La démarche en dit long sur le soutien que Paris espère obtenir de Berlin dans ses négociations avec Bruxelles. La veille du discours de politique générale à l'Assemblée du nouveau Premier ministre, Manuel Valls, qui sera suivi d'un vote de confiance, Michel Sapin a rendu visite à Wolfgang Schäuble pour lui donner la primeur des mesures. « J'ai souhaité informer le ministre des Finances allemand de ce que le gouvernement français avait décidé et va annoncer demain », a déclaré à Berlin le nouveau ministre des Finances.
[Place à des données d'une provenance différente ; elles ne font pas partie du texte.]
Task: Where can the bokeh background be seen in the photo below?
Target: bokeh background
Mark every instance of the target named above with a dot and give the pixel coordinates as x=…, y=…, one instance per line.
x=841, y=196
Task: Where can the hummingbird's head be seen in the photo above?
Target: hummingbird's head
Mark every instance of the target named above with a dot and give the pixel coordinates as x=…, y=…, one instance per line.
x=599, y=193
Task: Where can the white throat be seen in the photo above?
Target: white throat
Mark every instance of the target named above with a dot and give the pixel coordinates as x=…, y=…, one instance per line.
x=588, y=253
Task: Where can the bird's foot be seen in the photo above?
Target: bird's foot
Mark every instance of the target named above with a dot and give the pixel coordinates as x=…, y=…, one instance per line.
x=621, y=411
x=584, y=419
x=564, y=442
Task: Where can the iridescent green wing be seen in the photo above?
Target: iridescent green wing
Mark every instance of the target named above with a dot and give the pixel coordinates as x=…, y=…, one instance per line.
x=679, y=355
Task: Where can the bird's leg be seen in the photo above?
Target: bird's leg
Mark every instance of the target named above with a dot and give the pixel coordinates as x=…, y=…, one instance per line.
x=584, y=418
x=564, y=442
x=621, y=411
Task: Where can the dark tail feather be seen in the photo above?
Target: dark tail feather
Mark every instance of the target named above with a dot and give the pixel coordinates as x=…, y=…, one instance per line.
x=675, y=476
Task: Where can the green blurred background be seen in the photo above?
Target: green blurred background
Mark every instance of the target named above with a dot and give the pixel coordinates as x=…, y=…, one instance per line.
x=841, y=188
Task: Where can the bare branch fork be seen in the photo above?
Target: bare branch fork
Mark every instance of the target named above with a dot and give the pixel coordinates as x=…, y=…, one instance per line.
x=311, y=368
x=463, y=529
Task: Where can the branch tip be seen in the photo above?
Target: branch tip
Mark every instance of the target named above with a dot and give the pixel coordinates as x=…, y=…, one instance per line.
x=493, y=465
Evoquant le vote du Parlement comme un « moment extrêmement important pour la France et sans doute pas indifférent pour l'Allemagne ». Mais le ministre, qui va rencontrer ses homologues à Washington jeudi à l'occasion d'une réunion du FMI, a donné des gages à l'Allemagne, inquiète de l'avancée des réformes en France. Nous fixerons un « objectif budgétaire inscrit dans la réalité, avec des décisions difficiles, courageuses, et que nous assumons pleinement pour faire en sorte que l'ensemble des engagements pris par la France puisse être respectés ».La France, qui a reçu en 2013 un délai de deux ans pour rentrer dans les clous du pacte de stabilité, veut convaincre la Commission européenne de lui donner plus de souplesse. Elle a affiché l'an dernier un déficit public de 4,3 % de PIB, ce qui complique le retour sous les 3 % promis pour 2015. Pour Michel Sapin, le but est d'assainir les finances publiques en économisant 50 milliards d'euros, mais sans mettre un frein à la croissance. « La France connaît sa responsabilité et cela a été confirmé par Michel Sapin, a souligné Wolfgang Schäuble. L'Allemagne a besoin d'une France forte. » Le ministre chrétien-démocrate (CDU) est confronté à un dilemme : il affiche sa compréhension pour la France - qui est « sur un très bon chemin » - et veut éviter une rechute de la crise, mais ne peut pas donner l'impression de fragiliser un pacte de stabilité dont la crédibilité est déjà malmenée. « La compréhension est là, mais la France doit passer à l'acte », juge-t-on à Berlin.

Stratégie politique

Le sujet est aussi politique : alors que le parti eurosceptique allemand AfD critique la France, Jean-Claude Juncker, la tête de liste luxembourgeoise du Parti populaire européen (PPE) aux élections européennes, refuse de lui accorder un délai supplémentaire, contrairement à son rival socialiste allemand, Martin Schulz. Conservateurs et sociaux-démocrates cohabitent au sein de la grande coalition d'Angela Merkel. « Il y a un intérêt du gouvernement allemand à avoir une situation économique stable en France, comme en Italie, estime Henrik Enderlein, professeur d'économie et directeur de l'Institut berlinois Jacques-Delors, qui a rencontré Arnaud Montebourg, lui aussi à Berlin hier (lire ci-contre). De mon point de vue, le plan du gouvernement français est le bon, c'est la mise en oeuvre qui est désormais importante. » Michel Sapin attend un signe. « L'Allemagne pèse en Europe et pèse encore plus par les signaux faibles qu'elle émet », selon un proche du ministre.